The Five Marks Of A Man Seven Day Devotion By Brian Tome

Day 1 of 7 • This day’s reading

Devotional

Day 1


What Does It Mean to Be a Man?


1 Corinthians 16:13-14




In the traditions of nearly every ancient culture (and some modern tribal cultures), a rite of passage marked a young male’s transition from boyhood to manhood. It was a public event that declared to everyone, especially the young male, that he had become a man and would enjoy the privileges and bear the responsibilities of manhood.


I never had a moment in my life when I was declared a man. Because I didn’t, I felt I had to prove my manhood in whatever way our selfish, “if it feels good do it” culture told me. When my son was born, I determined that he was going to have a different experience. But to do that effectively, I had to be able to articulate exactly what he was being called into—what did it mean to be a man?


One day, as I was reading 1 Corinthians 16, verses 13 and 14 jumped out at me. The English Standard Version reads: “Be watchful, stand firm in the faith, act like men, be strong.
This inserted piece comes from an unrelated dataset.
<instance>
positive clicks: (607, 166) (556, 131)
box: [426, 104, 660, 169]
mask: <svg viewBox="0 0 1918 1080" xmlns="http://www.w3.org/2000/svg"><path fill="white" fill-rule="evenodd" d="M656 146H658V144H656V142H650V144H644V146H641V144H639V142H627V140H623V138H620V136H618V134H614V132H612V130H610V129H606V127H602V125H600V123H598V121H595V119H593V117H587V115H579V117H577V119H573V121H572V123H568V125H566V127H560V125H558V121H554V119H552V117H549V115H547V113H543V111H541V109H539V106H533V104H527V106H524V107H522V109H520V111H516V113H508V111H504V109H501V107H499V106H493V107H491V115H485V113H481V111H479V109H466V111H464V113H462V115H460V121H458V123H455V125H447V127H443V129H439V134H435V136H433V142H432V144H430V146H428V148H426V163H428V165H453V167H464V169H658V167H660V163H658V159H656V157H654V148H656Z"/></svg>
Let all that you do be done in love.” When I did a mental survey of the men in my life I aspired (and aspire) to be like, I realized every single one of them exhibited these five marks:


1. Be watchful. I began to see that men have a vision.


2. Stand firm. Men aren’t afraid to stand against the tide when they are resolved in what they believe.


3. Act like men. This command is written in the plural. Manhood isn’t just an individual journey. Men are team players.


4. Be strong. Men understand that they are wired to produce value. This means men work.


5. Let all that you do be done in love. Things done in love are done for the sake of others. This means that men are protectors.


These five marks form a code that defines what it means to be a man. A fifteen-year-old who exhibits the marks regularly is more of a man than a forty-five-year-old who doesn’t.


It’s time to set a new standard for what manhood should be or, actually, to live up to the ancient standard that has been lost. No matter where you are in your life, no matter what you’ve done, you can choose today to be a man.




What cultural expressions of manhood do you find confusing or frustrating? What would you change?